W3C home > Mailing lists > Public > www-validator@w3.org > March 2017

Re: Default charset in HTML5

From: Michael[tm] Smith <mike@w3.org>
Date: Thu, 9 Mar 2017 21:05:03 +0900
To: Nick <halbtaxabo-temp4@yahoo.com>
Cc: "www-validator@w3.org" <www-validator@w3.org>
Message-ID: <20170309120503.vmdiiwmel3kl3m2v@sideshowbarker.net>
Nick <halbtaxabo-temp4@yahoo.com>, 2017-03-09 09:35 +0000:
> Archived-At: <http://www.w3.org/mid/399303649.2033694.1489052134241@mail.yahoo.com>
> If an HTML5 document doesn't specify a charset, the validator flags an error like this:
> "Error: The character encoding was not declared. Proceeding using windows-1252"
> and then proceeds to flag further errors  ("Unmappable byte sequence")
> when it encounters utf-8 encodings of characters not in the windows-1252
> set. Isn't utf-8 the default for HTML5?

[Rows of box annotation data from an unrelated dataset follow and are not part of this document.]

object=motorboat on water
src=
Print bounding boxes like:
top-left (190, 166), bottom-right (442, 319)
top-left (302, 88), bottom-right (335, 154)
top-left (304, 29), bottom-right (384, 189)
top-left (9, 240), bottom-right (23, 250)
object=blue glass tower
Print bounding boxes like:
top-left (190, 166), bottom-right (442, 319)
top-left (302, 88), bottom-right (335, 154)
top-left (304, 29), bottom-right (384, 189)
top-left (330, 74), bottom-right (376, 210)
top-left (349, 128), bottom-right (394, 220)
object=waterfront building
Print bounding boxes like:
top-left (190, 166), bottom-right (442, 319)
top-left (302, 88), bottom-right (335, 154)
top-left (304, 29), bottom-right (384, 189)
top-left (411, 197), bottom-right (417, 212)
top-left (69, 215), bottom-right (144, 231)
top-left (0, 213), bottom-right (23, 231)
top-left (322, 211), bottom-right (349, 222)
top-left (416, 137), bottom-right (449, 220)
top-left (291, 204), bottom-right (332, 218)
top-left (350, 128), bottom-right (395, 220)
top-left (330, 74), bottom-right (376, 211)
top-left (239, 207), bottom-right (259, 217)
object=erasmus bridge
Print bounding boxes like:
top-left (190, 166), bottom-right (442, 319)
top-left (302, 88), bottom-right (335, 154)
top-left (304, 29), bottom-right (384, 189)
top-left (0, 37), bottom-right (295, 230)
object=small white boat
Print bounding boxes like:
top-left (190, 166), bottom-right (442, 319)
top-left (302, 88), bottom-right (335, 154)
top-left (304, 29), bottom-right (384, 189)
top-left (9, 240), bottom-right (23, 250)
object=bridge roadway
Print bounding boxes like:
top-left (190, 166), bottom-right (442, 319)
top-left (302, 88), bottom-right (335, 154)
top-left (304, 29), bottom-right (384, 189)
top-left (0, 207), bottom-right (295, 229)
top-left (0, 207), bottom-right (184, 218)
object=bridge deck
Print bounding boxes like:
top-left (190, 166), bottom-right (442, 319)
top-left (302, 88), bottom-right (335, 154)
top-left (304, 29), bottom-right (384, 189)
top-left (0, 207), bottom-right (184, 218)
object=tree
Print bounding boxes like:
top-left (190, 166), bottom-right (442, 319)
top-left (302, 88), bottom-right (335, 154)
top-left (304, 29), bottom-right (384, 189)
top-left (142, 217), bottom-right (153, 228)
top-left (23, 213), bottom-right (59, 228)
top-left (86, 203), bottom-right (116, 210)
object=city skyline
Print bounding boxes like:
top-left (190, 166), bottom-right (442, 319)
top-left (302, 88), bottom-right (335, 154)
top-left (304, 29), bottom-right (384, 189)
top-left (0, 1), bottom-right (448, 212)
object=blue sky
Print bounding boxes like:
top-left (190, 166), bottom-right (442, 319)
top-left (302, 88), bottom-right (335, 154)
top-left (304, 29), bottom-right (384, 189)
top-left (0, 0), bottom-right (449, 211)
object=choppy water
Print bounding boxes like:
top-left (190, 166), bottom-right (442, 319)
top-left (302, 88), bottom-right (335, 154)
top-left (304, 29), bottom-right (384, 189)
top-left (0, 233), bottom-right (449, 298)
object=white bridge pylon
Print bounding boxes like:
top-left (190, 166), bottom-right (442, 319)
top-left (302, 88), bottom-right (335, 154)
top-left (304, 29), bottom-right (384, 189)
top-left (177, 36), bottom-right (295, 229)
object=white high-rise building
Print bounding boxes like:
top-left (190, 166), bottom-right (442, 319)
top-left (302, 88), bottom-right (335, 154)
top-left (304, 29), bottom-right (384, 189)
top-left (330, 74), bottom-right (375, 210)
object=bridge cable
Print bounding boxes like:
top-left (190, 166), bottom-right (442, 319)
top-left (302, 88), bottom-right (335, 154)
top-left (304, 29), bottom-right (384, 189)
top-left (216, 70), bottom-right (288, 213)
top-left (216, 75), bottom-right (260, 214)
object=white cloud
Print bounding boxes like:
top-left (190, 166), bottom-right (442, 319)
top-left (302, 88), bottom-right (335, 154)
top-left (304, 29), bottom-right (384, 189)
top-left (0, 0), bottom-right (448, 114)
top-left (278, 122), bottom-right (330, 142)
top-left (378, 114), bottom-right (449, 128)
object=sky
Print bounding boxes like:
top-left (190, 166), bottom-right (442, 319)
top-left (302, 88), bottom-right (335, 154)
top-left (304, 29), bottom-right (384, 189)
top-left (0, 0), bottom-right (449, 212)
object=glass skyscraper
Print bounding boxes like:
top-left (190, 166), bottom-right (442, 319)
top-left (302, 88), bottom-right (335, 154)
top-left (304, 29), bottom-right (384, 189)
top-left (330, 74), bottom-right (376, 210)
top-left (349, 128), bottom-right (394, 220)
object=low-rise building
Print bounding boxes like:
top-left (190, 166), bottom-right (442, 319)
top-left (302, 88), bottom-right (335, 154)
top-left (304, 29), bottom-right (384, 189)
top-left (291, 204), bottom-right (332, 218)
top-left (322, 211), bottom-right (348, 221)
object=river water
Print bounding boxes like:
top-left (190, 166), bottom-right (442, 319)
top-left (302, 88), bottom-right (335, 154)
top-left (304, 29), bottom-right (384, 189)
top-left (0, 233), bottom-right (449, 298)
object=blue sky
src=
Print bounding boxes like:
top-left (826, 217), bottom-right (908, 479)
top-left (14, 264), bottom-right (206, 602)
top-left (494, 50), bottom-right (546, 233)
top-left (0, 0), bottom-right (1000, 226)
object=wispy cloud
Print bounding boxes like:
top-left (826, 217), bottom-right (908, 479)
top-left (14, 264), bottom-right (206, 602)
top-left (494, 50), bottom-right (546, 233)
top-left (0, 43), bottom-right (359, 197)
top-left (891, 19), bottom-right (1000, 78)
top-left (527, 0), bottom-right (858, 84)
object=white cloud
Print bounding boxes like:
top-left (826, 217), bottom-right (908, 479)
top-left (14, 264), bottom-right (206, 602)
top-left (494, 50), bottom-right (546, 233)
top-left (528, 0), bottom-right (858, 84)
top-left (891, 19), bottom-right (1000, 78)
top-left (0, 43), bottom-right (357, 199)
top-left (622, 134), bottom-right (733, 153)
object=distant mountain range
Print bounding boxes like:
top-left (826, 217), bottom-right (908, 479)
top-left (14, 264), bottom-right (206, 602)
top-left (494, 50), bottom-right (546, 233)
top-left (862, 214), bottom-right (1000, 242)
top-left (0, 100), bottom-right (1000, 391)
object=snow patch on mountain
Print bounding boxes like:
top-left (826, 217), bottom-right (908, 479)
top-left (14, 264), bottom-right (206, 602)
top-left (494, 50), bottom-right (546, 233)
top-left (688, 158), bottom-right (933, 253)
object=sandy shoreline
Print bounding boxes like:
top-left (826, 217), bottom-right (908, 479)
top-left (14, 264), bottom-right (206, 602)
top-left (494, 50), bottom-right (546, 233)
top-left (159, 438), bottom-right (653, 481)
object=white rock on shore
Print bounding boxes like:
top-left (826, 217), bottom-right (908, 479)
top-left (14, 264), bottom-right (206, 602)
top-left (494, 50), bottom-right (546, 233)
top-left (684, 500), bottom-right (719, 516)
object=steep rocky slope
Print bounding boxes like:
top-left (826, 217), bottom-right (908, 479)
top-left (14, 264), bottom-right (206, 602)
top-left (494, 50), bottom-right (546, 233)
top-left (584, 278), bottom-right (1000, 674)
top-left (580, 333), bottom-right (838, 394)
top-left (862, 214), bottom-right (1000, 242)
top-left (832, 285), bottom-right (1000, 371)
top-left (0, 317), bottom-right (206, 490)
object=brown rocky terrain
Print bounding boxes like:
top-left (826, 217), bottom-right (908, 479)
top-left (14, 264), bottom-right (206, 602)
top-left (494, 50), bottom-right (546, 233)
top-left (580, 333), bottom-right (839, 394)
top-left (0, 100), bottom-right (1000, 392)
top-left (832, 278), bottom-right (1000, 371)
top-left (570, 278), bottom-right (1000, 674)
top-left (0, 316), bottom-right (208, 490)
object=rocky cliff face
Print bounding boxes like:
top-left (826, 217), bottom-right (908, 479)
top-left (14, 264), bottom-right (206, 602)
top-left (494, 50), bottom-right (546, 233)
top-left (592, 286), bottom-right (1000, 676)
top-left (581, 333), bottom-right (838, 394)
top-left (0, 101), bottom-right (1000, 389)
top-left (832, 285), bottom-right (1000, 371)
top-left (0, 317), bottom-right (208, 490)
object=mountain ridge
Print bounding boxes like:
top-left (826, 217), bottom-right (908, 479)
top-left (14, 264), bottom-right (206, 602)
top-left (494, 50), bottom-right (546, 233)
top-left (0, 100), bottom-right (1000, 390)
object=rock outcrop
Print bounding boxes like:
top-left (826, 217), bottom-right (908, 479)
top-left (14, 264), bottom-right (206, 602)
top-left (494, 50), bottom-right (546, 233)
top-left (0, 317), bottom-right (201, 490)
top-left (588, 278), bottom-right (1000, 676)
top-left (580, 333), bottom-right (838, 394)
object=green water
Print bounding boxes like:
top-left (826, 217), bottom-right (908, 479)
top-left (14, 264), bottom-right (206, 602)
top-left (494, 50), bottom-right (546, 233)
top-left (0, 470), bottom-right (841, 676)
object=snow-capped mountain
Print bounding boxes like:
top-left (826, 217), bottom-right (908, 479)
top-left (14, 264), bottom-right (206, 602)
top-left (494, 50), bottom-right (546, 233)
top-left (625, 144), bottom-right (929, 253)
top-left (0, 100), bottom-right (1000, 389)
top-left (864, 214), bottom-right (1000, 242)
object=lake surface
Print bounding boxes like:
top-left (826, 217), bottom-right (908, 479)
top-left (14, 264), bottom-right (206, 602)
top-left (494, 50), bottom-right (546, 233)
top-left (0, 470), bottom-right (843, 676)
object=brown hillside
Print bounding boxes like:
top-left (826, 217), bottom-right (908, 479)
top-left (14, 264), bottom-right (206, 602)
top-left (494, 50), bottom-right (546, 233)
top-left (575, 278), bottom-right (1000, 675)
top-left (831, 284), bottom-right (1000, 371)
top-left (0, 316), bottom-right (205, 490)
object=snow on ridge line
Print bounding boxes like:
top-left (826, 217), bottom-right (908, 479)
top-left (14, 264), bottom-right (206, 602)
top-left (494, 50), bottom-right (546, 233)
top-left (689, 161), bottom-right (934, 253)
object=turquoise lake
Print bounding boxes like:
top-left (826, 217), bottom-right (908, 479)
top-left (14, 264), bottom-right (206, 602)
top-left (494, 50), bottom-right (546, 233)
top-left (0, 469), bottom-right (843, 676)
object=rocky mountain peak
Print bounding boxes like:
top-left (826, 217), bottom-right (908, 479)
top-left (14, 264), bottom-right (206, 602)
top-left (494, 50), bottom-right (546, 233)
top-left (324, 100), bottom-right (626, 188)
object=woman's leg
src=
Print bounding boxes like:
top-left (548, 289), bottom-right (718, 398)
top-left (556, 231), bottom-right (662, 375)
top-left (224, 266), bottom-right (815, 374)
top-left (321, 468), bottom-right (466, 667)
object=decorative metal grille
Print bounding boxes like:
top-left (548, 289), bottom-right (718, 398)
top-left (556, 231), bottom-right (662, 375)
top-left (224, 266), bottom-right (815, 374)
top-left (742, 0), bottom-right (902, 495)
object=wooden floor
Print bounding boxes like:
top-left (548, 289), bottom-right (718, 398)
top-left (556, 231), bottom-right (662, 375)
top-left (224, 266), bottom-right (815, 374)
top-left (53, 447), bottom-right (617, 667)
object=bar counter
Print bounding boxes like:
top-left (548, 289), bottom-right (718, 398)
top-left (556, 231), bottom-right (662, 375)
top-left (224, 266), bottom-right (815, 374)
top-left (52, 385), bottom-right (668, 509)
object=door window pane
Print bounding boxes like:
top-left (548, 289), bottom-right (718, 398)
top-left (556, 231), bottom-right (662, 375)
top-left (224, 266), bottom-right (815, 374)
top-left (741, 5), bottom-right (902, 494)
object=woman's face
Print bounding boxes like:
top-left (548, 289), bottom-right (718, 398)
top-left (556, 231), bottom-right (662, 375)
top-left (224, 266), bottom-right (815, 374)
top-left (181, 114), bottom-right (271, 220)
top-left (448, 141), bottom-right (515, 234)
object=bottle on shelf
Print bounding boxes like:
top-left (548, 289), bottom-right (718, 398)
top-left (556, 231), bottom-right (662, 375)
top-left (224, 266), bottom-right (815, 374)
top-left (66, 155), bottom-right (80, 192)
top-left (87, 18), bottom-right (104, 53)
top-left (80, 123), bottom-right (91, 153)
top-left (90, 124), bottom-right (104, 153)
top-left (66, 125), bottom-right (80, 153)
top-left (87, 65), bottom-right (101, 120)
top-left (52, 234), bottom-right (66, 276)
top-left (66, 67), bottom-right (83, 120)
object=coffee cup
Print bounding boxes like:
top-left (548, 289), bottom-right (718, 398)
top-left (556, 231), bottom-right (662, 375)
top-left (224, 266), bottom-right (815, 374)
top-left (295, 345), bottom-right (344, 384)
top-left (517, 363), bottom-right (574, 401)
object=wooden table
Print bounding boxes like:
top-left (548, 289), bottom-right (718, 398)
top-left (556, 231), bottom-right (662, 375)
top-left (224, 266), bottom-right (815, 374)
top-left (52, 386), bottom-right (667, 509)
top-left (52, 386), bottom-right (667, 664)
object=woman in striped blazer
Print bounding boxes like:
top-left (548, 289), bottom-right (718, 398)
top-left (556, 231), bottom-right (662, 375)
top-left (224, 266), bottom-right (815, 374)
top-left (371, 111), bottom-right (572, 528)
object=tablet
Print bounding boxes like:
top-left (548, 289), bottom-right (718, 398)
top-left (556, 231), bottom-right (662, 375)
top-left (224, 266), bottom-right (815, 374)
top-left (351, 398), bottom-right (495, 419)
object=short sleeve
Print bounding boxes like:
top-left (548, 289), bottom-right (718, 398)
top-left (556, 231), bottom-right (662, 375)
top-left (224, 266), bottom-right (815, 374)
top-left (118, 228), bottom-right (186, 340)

It’s not the default if by that you mean you don’t need to declare it.

Per the Encoding spec, conforming documents are required to both use UTF-8
as their encoding and also are required to explicitly specify UTF-8 as the
encoding—either using a Content-Type header or a <meta> element.

So it’s non-conforming for a document to not declare an encoding, but
browsers are still required to process documents that don’t declare one.

And for legacy backward-compat, if a document doesn’t declare an encoding,
then browsers are required to parse it using windows-1252 as the encoding.